What Marcuse passes across is the insufficiency of technology and by extent science in address critical man requirements. While technology and modern science was to tame nature and make it conducive for man’s life, a task it achieved with equal progress and success, it remains critical whether man remained better off. This is the question Marcuse seeks an answer for. However, the question in itself is rhetorical. One easily makes of Marcuse’s analogies and line of argument that technology and science failed to liberate man. Critical questions that need answers include whether the change is ongoing? If so, will technology occasion a transformation of economics and technology itself? Will man’s problems receive full address? Will man be better off in the long run?

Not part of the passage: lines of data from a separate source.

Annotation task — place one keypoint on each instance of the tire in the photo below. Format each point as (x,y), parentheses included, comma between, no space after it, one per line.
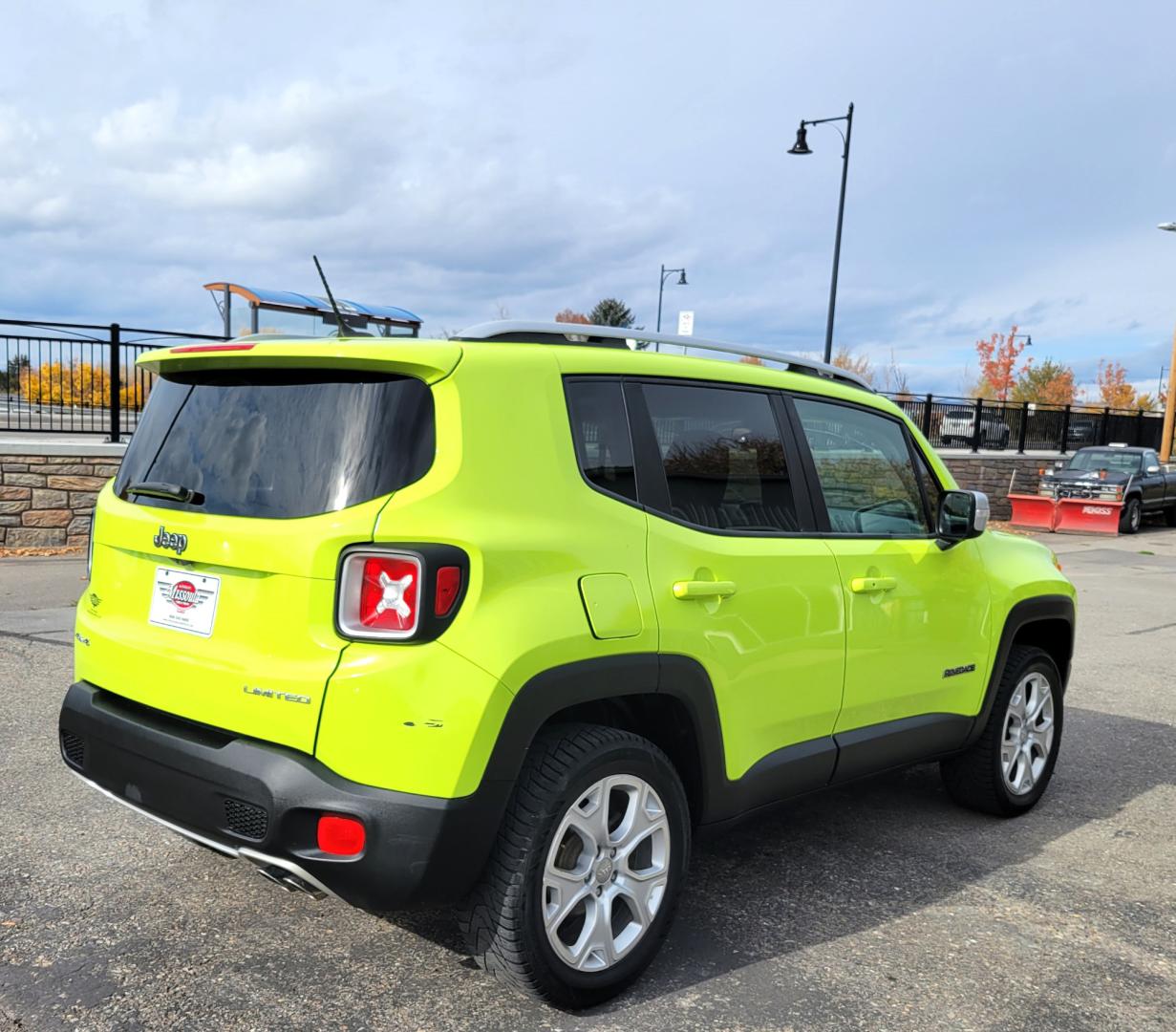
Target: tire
(1131,518)
(568,773)
(981,778)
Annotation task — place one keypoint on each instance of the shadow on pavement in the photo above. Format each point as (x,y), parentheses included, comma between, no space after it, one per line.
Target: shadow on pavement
(844,862)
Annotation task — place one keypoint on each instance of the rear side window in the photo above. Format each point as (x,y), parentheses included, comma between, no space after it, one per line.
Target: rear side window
(722,457)
(600,430)
(864,463)
(280,445)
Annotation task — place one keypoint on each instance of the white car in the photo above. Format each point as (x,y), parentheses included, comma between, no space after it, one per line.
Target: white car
(958,427)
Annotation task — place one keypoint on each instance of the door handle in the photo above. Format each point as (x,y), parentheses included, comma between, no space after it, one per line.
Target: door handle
(703,589)
(866,584)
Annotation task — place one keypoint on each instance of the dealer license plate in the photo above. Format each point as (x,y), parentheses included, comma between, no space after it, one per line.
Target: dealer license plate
(183,601)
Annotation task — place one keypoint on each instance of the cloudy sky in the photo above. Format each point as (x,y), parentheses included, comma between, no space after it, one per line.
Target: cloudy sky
(1011,162)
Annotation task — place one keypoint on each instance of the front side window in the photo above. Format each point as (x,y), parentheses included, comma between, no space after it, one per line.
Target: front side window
(931,484)
(722,458)
(865,468)
(600,430)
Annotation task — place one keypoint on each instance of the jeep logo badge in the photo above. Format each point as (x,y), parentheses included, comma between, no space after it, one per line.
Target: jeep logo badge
(176,543)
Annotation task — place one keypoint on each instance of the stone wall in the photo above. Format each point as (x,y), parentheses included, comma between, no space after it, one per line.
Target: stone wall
(47,491)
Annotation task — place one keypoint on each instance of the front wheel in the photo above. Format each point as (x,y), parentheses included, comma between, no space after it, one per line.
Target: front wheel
(1007,769)
(582,884)
(1131,518)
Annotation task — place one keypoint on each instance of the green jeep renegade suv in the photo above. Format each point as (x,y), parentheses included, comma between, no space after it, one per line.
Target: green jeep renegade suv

Later on Marcuse would pose the question as to whether civility was beneficial to man. It is my contention that while civility was indeed beneficial for it improved man’s situation in conduct, habitation and even feeding, the consequences it carries along are equally haunting and daunting in nature. The quest for liberation through application of science and technology was for the obtaining of a permanent solution to the problems facing mankind. However, it is regrettable that the said technology was accompanied by its own share of problems. This then introduces the question as to whether the technology really liberated mankind. Marcuse also pours scorn on the affluent. He places responsibility on their heads for the limitations of technology in providing a better society. He criticises the approach as to a consumerist society. The affluent continue to pour into the markets their products and rake profits out of their activities without any concern as to the situation that faces the common citizenry. This is why Marcuse assumes a critical approach to liberation. I concur with him on that front. In ought to be appreciated that technology was intended to remove the brutality of nature and make life better off for mankind. However, looking at economics of production, it is clear what technology did. It effectively reduced nature’s brutality. However, it transferred the brutality from nature to man. Man has become brutal to his own self. This economics of production called capitalism that technology spearheads in leaps has facilitated the widening gap between the haves and the have-nots. This eventually leads to the catastrophe of liberation that informs the subject of Marcuse’s analysis.
Finally the significance of this treatise should be appreciated in light of the critical thoughts it provokes as to the effectiveness of science and technologies in occasioning the needed economic transformation that was to liberate man. It comes out that in any system, there would be two outcomes, that is, the beneficial outcome and the detrimental outcome. What would change, however, is who bears the outcomes. The beneficiaries would be happy of the discovery while the others would feel betrayed and reduced to lamentations. This in this situation is replicated by the affluent who have managed to gain from the technological dispensation to the detriment of the poor who have no option other than to contend with the prevalent situation. In the long run, the big question of whether liberation made us better of has two answers from two different audiences. This depends on what side of the divide one belongs to.
Works Cited
Toscano, Alberto. Liberation Technology Marcuse’s Communist Individualism. Middlesex: Centre for Research in Modern European Philosophy, 2005.